To read the 10th Circuit’s order following this opinion, click HERE.
“’For a while’ is a phrase whose length can’t be measured.” – Haruki Murakami. This case began with a car accident in 1995. Litigation ensued. In 1998, Allstate settled, but three suits were still pending. Two state cases were stayed pending the outcome of the third – federal litigation over the denial of coverage by Hartford. The federal case was decided in 2006. The state cases, including a case against State Farm for underinsured motorist coverage, were dismissed in 2007. A new case was brought against State Farm in 2008, which was dismissed on statute of limitations grounds. The Court affirmed dismissal. It held that the 2 year limitation in CRS 13-80-107.5(1)(b) begins upon a payment in the underlying bodily injury claim against the underinsured motorist. Here, it began running in 1998, the point at which the plaintiffs received a settlement payment from Allstate.
“Keep your friends close, and your enemies closer.” Machiavelli. At a YMCA basketball game, Vaughn, the father of a player, hit Miller, a referee, and injured him. Miller sues and Vaughn’s insurer, Shelter, defends under a reservation of rights because its policy excludes coverage for intentional acts. Vaughn is found negligent. Vaughn then assigned his rights in his insurance coverage to Miller, in a Bashor Agreement. Shelter brought a declaratory judgment action denying coverage and wins. Vaughn and Miller argued that Shelter was precluded from disclaiming coverage because Vaughn was found to have acted negligently, not intentionally. The court disagreed, affirming judgment for Shelter. Shelter was not collaterally estopped, because 1) Vaughn’s and Shelter’s interests conflicted and 2) Shelter could not have argued Vaughn acted intentionally while defending him.

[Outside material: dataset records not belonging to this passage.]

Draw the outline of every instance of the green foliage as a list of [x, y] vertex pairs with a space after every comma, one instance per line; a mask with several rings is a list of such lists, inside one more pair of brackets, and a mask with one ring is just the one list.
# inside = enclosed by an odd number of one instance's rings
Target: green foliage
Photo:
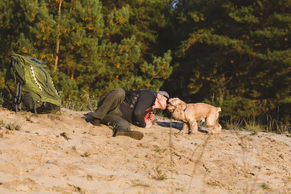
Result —
[[98, 107], [99, 98], [95, 96], [90, 96], [86, 91], [83, 91], [83, 94], [76, 91], [73, 92], [80, 95], [80, 100], [67, 99], [63, 101], [63, 107], [76, 111], [93, 111]]
[[144, 183], [140, 180], [139, 179], [131, 180], [130, 180], [131, 185], [135, 187], [150, 187], [150, 185], [146, 183]]
[[255, 110], [262, 124], [266, 114], [276, 118], [277, 130], [291, 115], [291, 7], [286, 0], [3, 0], [0, 90], [7, 92], [10, 57], [27, 53], [47, 63], [63, 102], [117, 87], [162, 88], [210, 104], [214, 94], [222, 119], [247, 120]]
[[[143, 4], [136, 3], [139, 9], [144, 8]], [[151, 5], [148, 8], [154, 8], [154, 4], [146, 3]], [[9, 58], [14, 53], [46, 62], [57, 89], [62, 92], [63, 101], [81, 99], [73, 91], [85, 91], [98, 97], [117, 87], [158, 90], [171, 73], [170, 51], [163, 57], [152, 55], [145, 60], [143, 57], [141, 50], [145, 51], [142, 48], [146, 43], [141, 43], [143, 38], [138, 33], [128, 33], [129, 25], [134, 26], [129, 23], [130, 17], [134, 17], [134, 8], [126, 3], [118, 9], [104, 7], [105, 15], [98, 0], [18, 0], [12, 3], [5, 0], [0, 3], [0, 9], [3, 11], [0, 14], [0, 29], [5, 30], [1, 30], [0, 38], [7, 40], [5, 49], [10, 50], [2, 52], [5, 64], [10, 63]], [[151, 12], [159, 15], [154, 10]], [[151, 19], [149, 15], [146, 18]], [[160, 20], [152, 22], [160, 26]], [[2, 69], [4, 65], [0, 64]], [[0, 76], [3, 80], [4, 74]], [[5, 87], [0, 87], [1, 90]]]
[[183, 91], [184, 100], [209, 103], [210, 93], [224, 94], [227, 117], [245, 118], [255, 110], [261, 119], [279, 106], [280, 119], [290, 120], [290, 9], [283, 0], [178, 1], [170, 48], [178, 48], [178, 66], [166, 88]]
[[159, 180], [163, 180], [167, 178], [167, 175], [161, 169], [161, 166], [157, 166], [154, 169], [154, 172], [155, 175], [153, 176], [153, 178]]

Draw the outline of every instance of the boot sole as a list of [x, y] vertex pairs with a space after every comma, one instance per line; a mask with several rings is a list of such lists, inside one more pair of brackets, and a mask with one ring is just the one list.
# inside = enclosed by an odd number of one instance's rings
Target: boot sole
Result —
[[140, 140], [144, 137], [144, 134], [139, 131], [130, 131], [130, 132], [121, 132], [117, 131], [115, 134], [115, 136], [122, 135], [131, 137], [136, 140]]

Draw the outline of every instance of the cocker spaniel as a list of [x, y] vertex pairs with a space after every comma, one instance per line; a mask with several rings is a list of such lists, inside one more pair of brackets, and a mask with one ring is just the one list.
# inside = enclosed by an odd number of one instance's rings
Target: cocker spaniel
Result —
[[180, 132], [197, 134], [197, 121], [201, 120], [206, 122], [210, 134], [220, 133], [221, 126], [218, 123], [220, 108], [202, 103], [186, 104], [178, 97], [170, 98], [168, 102], [167, 108], [173, 113], [173, 118], [184, 122]]

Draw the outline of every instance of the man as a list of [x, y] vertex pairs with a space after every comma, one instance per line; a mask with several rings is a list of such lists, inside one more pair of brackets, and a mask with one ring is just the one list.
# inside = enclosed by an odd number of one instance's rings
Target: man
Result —
[[152, 111], [165, 110], [169, 98], [164, 91], [141, 89], [131, 92], [116, 88], [100, 98], [98, 108], [92, 113], [91, 123], [96, 126], [101, 126], [101, 123], [113, 126], [113, 136], [124, 135], [139, 140], [144, 134], [130, 130], [130, 123], [151, 128], [155, 119]]

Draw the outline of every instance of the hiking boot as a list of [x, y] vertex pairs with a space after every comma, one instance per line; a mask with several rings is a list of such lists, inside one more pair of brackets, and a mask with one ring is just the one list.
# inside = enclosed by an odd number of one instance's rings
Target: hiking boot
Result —
[[98, 118], [93, 117], [90, 122], [94, 126], [101, 127], [101, 120]]
[[126, 129], [117, 130], [115, 136], [116, 137], [119, 135], [129, 137], [138, 140], [140, 140], [144, 137], [144, 134], [141, 132]]

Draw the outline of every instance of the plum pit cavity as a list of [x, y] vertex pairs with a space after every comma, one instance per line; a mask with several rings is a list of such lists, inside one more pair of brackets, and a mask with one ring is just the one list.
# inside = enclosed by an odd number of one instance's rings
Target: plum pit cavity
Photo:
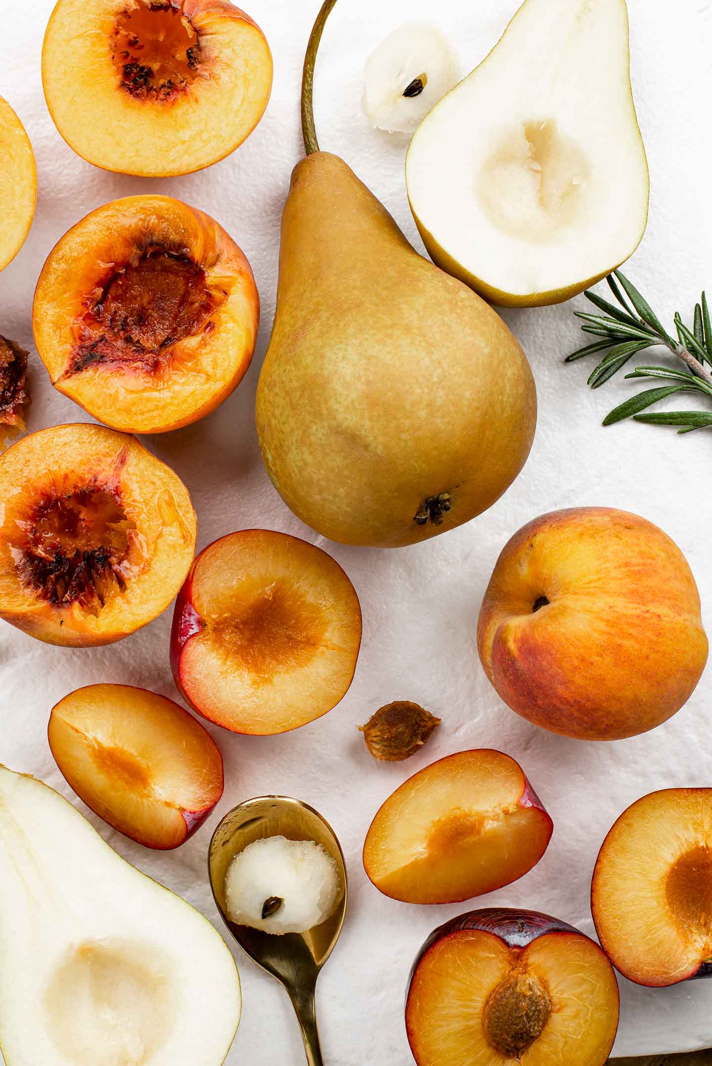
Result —
[[519, 1060], [539, 1038], [551, 1014], [551, 1000], [527, 970], [515, 969], [490, 992], [482, 1016], [487, 1043], [506, 1059]]
[[665, 883], [667, 906], [678, 926], [702, 951], [712, 952], [712, 849], [697, 844], [670, 867]]
[[268, 680], [311, 662], [323, 646], [325, 619], [319, 604], [288, 582], [274, 581], [211, 628], [230, 660], [254, 679]]

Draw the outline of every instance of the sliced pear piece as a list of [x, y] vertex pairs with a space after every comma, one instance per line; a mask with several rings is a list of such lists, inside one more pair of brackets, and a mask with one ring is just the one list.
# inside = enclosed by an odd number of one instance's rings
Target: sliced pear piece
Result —
[[221, 936], [58, 792], [0, 766], [7, 1066], [220, 1066], [240, 1020]]
[[37, 168], [30, 139], [0, 96], [0, 270], [15, 258], [30, 232], [37, 203]]
[[374, 129], [415, 133], [459, 81], [459, 61], [431, 22], [405, 22], [369, 56], [361, 109]]
[[625, 262], [649, 194], [625, 0], [527, 0], [419, 127], [406, 181], [433, 260], [490, 303], [561, 303]]

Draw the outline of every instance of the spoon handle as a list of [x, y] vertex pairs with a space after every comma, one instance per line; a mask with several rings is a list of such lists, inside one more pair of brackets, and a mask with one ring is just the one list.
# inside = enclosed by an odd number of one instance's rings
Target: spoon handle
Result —
[[309, 1066], [324, 1066], [322, 1059], [321, 1044], [319, 1043], [319, 1029], [317, 1027], [317, 1003], [315, 988], [301, 987], [291, 992], [292, 1003], [302, 1030], [304, 1050], [307, 1054]]

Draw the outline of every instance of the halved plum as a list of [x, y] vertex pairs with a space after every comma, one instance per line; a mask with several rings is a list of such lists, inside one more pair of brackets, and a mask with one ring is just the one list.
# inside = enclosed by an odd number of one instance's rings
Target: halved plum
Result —
[[52, 709], [47, 736], [77, 795], [146, 847], [179, 847], [223, 794], [223, 758], [210, 733], [145, 689], [70, 692]]
[[0, 456], [0, 618], [48, 644], [111, 644], [171, 603], [195, 551], [177, 474], [134, 437], [58, 425]]
[[266, 736], [330, 711], [360, 642], [358, 597], [330, 555], [286, 533], [243, 530], [195, 560], [176, 602], [171, 663], [198, 714]]
[[171, 196], [127, 196], [50, 252], [32, 322], [55, 389], [115, 430], [165, 433], [240, 384], [259, 296], [214, 219]]
[[418, 1066], [602, 1066], [618, 1011], [597, 943], [538, 911], [487, 908], [425, 941], [405, 1022]]
[[425, 766], [386, 801], [363, 867], [403, 903], [459, 903], [517, 881], [544, 855], [553, 823], [521, 766], [488, 748]]
[[712, 976], [712, 789], [663, 789], [625, 810], [596, 860], [590, 909], [629, 981]]
[[37, 168], [25, 127], [0, 96], [0, 270], [25, 244], [37, 203]]
[[262, 117], [272, 74], [264, 34], [229, 0], [58, 0], [42, 53], [67, 144], [142, 177], [228, 156]]

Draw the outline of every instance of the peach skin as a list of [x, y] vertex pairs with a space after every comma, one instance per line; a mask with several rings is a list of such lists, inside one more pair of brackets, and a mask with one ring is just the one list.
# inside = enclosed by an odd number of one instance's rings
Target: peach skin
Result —
[[575, 507], [534, 519], [504, 547], [478, 650], [517, 714], [565, 737], [619, 740], [680, 710], [708, 641], [673, 540], [637, 515]]

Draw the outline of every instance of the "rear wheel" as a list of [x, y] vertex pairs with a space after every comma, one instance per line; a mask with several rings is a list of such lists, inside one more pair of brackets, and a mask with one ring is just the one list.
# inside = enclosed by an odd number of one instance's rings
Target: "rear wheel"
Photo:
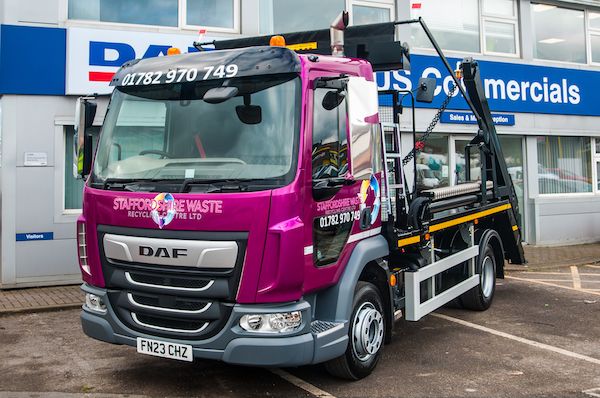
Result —
[[359, 380], [375, 369], [385, 338], [383, 301], [372, 283], [359, 281], [354, 290], [354, 301], [348, 348], [344, 355], [325, 363], [334, 376]]
[[470, 310], [485, 311], [492, 305], [496, 291], [496, 256], [492, 245], [487, 243], [483, 255], [477, 258], [479, 285], [469, 290], [460, 297], [462, 305]]

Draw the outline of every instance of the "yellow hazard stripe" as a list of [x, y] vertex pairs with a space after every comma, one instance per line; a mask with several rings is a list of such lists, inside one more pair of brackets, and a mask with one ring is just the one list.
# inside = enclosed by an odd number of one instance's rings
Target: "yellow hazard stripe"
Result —
[[398, 241], [398, 247], [412, 245], [413, 243], [419, 243], [421, 241], [421, 237], [419, 235], [413, 236], [411, 238], [400, 239]]
[[300, 51], [300, 50], [315, 50], [317, 48], [317, 42], [313, 41], [310, 43], [299, 43], [299, 44], [290, 44], [286, 46], [290, 50]]
[[429, 227], [429, 232], [440, 231], [442, 229], [450, 228], [458, 224], [462, 224], [464, 222], [473, 221], [476, 218], [481, 218], [485, 216], [489, 216], [491, 214], [500, 213], [501, 211], [508, 210], [511, 208], [510, 203], [498, 207], [494, 207], [492, 209], [480, 211], [479, 213], [470, 214], [468, 216], [464, 216], [461, 218], [457, 218], [456, 220], [446, 221], [440, 224], [435, 224]]

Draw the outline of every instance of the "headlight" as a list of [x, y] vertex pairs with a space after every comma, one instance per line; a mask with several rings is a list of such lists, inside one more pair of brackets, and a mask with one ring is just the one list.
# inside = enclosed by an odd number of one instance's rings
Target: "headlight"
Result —
[[244, 315], [240, 326], [248, 332], [285, 333], [293, 332], [302, 325], [300, 311], [282, 312], [277, 314]]
[[86, 293], [85, 294], [85, 305], [88, 306], [90, 310], [98, 311], [98, 312], [106, 312], [106, 304], [104, 304], [104, 300], [95, 294]]

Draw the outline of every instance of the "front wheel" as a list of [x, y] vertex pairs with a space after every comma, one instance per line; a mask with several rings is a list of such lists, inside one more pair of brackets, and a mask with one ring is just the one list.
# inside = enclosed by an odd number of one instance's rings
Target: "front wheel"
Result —
[[[485, 311], [492, 305], [496, 291], [496, 256], [494, 248], [488, 242], [483, 255], [478, 257], [481, 264], [479, 285], [460, 297], [462, 305], [470, 310]], [[479, 265], [479, 264], [478, 264]]]
[[360, 380], [373, 371], [385, 338], [385, 318], [379, 290], [372, 283], [359, 281], [354, 290], [354, 301], [348, 348], [344, 355], [325, 363], [334, 376]]

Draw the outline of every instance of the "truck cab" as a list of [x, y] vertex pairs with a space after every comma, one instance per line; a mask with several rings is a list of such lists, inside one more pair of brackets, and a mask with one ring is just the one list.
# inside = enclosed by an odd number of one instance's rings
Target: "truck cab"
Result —
[[[410, 192], [410, 159], [385, 151], [368, 60], [389, 68], [386, 48], [245, 45], [125, 63], [93, 165], [89, 145], [76, 159], [89, 174], [84, 332], [171, 359], [324, 362], [360, 379], [403, 314], [455, 298], [488, 308], [505, 254], [524, 261], [493, 123], [471, 145], [484, 181]], [[89, 144], [83, 104], [76, 142]]]

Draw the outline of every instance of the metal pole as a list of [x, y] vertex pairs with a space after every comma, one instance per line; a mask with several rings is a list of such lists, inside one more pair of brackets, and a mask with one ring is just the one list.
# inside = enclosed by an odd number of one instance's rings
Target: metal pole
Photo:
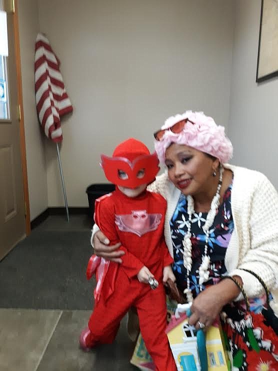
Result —
[[68, 214], [68, 200], [66, 200], [66, 188], [64, 186], [64, 175], [62, 174], [62, 164], [61, 163], [61, 159], [60, 158], [60, 152], [59, 150], [59, 146], [58, 143], [56, 143], [56, 148], [57, 148], [57, 154], [58, 156], [58, 162], [59, 162], [59, 168], [60, 168], [60, 174], [61, 175], [61, 179], [62, 180], [62, 192], [64, 192], [64, 204], [66, 205], [66, 217], [68, 218], [68, 222], [70, 222], [70, 215]]

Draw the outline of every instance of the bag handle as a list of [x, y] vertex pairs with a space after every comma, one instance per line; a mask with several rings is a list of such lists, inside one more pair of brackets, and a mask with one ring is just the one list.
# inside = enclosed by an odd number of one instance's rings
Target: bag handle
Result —
[[248, 273], [250, 273], [250, 274], [252, 274], [254, 277], [256, 278], [256, 279], [258, 280], [258, 281], [260, 282], [260, 284], [264, 288], [264, 291], [266, 292], [266, 304], [268, 306], [270, 305], [270, 290], [268, 288], [268, 286], [264, 283], [264, 282], [262, 280], [262, 278], [256, 274], [256, 273], [255, 273], [252, 270], [250, 270], [248, 269], [245, 269], [244, 268], [240, 268], [242, 270], [245, 270], [246, 272], [248, 272]]
[[247, 295], [246, 294], [246, 292], [244, 290], [243, 287], [240, 284], [238, 281], [237, 280], [236, 280], [235, 278], [234, 278], [234, 277], [232, 277], [230, 276], [225, 276], [222, 277], [222, 280], [226, 280], [226, 278], [232, 280], [236, 285], [236, 286], [238, 286], [243, 295], [243, 297], [244, 298], [244, 300], [246, 305], [246, 310], [247, 310], [247, 312], [250, 312], [250, 304], [249, 304], [248, 298], [247, 297]]

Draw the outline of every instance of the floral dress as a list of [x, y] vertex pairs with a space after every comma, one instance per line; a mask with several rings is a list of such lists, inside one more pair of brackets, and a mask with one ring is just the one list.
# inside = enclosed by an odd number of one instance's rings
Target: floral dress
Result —
[[[209, 279], [201, 287], [198, 284], [198, 269], [202, 262], [202, 256], [204, 254], [206, 236], [202, 230], [202, 226], [208, 213], [195, 212], [192, 216], [191, 240], [192, 262], [189, 279], [190, 288], [194, 298], [196, 298], [201, 290], [204, 290], [206, 286], [215, 284], [219, 282], [222, 276], [226, 274], [224, 263], [225, 255], [234, 228], [231, 207], [232, 188], [232, 183], [229, 186], [224, 193], [223, 201], [219, 206], [218, 212], [210, 230], [208, 244], [208, 254], [210, 260], [208, 268]], [[188, 224], [186, 200], [185, 196], [182, 194], [170, 222], [174, 248], [173, 270], [176, 277], [178, 286], [182, 292], [187, 288], [186, 269], [184, 266], [183, 261], [182, 240], [188, 230]], [[226, 324], [222, 323], [226, 332], [224, 338], [229, 358], [233, 364], [232, 370], [235, 371], [278, 370], [277, 350], [274, 350], [272, 346], [270, 346], [270, 343], [273, 344], [276, 341], [275, 339], [277, 339], [275, 338], [275, 331], [274, 332], [271, 327], [266, 326], [264, 317], [261, 314], [266, 310], [266, 296], [264, 295], [260, 298], [250, 299], [249, 301], [250, 309], [252, 314], [252, 326], [253, 328], [256, 328], [254, 330], [254, 330], [250, 331], [251, 328], [246, 328], [246, 326], [250, 326], [250, 322], [246, 320], [247, 317], [245, 314], [246, 308], [244, 308], [244, 302], [236, 304], [234, 309], [232, 307], [232, 310], [230, 306], [229, 307], [230, 314], [232, 316], [234, 316], [232, 320], [234, 325], [229, 326]], [[226, 308], [224, 307], [224, 310]], [[271, 311], [268, 311], [268, 312], [270, 312]], [[230, 321], [232, 317], [230, 317], [229, 316], [228, 316]], [[275, 322], [276, 318], [273, 312], [270, 313], [270, 316], [272, 320]], [[233, 330], [233, 326], [236, 328], [236, 323], [239, 323], [240, 318], [240, 320], [244, 321], [246, 326], [244, 328], [240, 328], [238, 332], [236, 334]], [[250, 316], [248, 318], [250, 318]], [[278, 320], [278, 318], [276, 320]], [[242, 320], [240, 323], [243, 323]], [[258, 328], [260, 330], [260, 332], [258, 331]], [[265, 333], [268, 334], [266, 338], [266, 335], [263, 334], [264, 330]], [[265, 337], [263, 339], [264, 336]]]
[[[205, 284], [211, 285], [218, 282], [220, 278], [226, 272], [224, 264], [225, 254], [232, 234], [234, 230], [234, 220], [232, 213], [230, 195], [232, 184], [230, 184], [224, 194], [223, 202], [220, 206], [218, 212], [210, 230], [208, 252], [210, 258], [209, 280]], [[190, 274], [190, 288], [194, 298], [204, 288], [198, 285], [198, 268], [204, 254], [206, 234], [202, 226], [206, 218], [207, 212], [195, 212], [192, 216], [191, 234], [192, 234], [192, 268]], [[170, 222], [171, 234], [174, 248], [174, 264], [173, 270], [176, 283], [180, 290], [187, 287], [186, 269], [184, 266], [182, 240], [188, 230], [188, 216], [187, 213], [186, 199], [180, 195], [177, 206]]]

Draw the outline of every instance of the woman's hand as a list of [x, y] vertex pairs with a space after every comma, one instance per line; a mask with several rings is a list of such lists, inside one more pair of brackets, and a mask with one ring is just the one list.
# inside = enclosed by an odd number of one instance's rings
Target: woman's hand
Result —
[[117, 251], [117, 249], [120, 246], [120, 242], [108, 246], [110, 242], [109, 240], [100, 230], [94, 234], [92, 242], [96, 255], [116, 263], [122, 262], [120, 256], [124, 254], [124, 252], [121, 250]]
[[172, 280], [173, 282], [176, 282], [176, 277], [172, 270], [171, 266], [167, 266], [163, 268], [163, 283], [166, 284], [168, 280], [168, 278]]
[[148, 284], [148, 278], [150, 277], [154, 278], [154, 274], [150, 272], [148, 268], [144, 266], [138, 272], [137, 277], [140, 282], [143, 284]]
[[[239, 277], [235, 278], [240, 282], [241, 280]], [[202, 324], [208, 328], [212, 324], [223, 306], [236, 298], [240, 292], [239, 288], [229, 279], [206, 288], [193, 300], [191, 306], [192, 314], [188, 324], [197, 329], [200, 328], [200, 323], [201, 327]]]

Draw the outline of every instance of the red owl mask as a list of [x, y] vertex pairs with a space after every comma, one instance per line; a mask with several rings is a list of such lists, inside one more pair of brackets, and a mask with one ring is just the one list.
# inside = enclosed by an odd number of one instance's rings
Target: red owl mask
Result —
[[[100, 166], [108, 180], [117, 186], [128, 188], [136, 188], [142, 184], [151, 183], [160, 170], [156, 153], [150, 154], [143, 143], [133, 138], [116, 147], [112, 157], [102, 154], [101, 158]], [[140, 172], [142, 170], [144, 170], [144, 175]], [[124, 172], [126, 178], [122, 179], [119, 172]]]

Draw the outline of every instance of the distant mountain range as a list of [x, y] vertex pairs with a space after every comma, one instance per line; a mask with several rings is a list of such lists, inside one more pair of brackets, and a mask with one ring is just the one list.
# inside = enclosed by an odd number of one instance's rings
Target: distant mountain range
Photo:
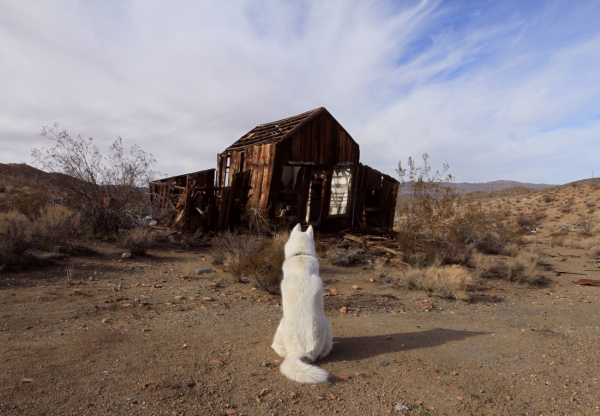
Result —
[[[410, 196], [410, 182], [406, 183], [400, 193], [404, 196]], [[484, 182], [484, 183], [470, 183], [470, 182], [460, 182], [460, 183], [452, 183], [448, 184], [456, 188], [456, 192], [458, 194], [468, 194], [471, 192], [496, 192], [502, 191], [504, 189], [509, 188], [525, 188], [525, 189], [534, 189], [534, 190], [542, 190], [547, 188], [553, 188], [557, 185], [548, 185], [545, 183], [525, 183], [525, 182], [517, 182], [517, 181], [492, 181], [492, 182]]]

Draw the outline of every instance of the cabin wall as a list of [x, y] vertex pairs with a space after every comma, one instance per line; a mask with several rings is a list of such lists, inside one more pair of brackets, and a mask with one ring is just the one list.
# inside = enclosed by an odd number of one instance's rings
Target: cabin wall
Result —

Hard money lenders are private investment companies that offer shorter term loans secured by real property when traditional commercial real estate loans are not available from banking institutions. Here, a hard money lender, CCI, insured against its own losses for want of fidelity by CCI’s own officers, with a fidelity bond from Lloyds. CCI officers allegedly committed fraud in attracting investors to invest in CCI, which made hard money loans to commercial real estate borrowers. Following CCI’s bankruptcy, investors sued Lloyds on behalf of CCI, and CCI itself, to recover losses. Lloyds claimed its policy did not cover the investors’ losses. The court of appeals agreed. Indirect losses to investors are protected by liability policies, not fidelity bonds. Because Lloyds issued a fidelity bond to protect CCI directly, it did not cover indirect losses by investors.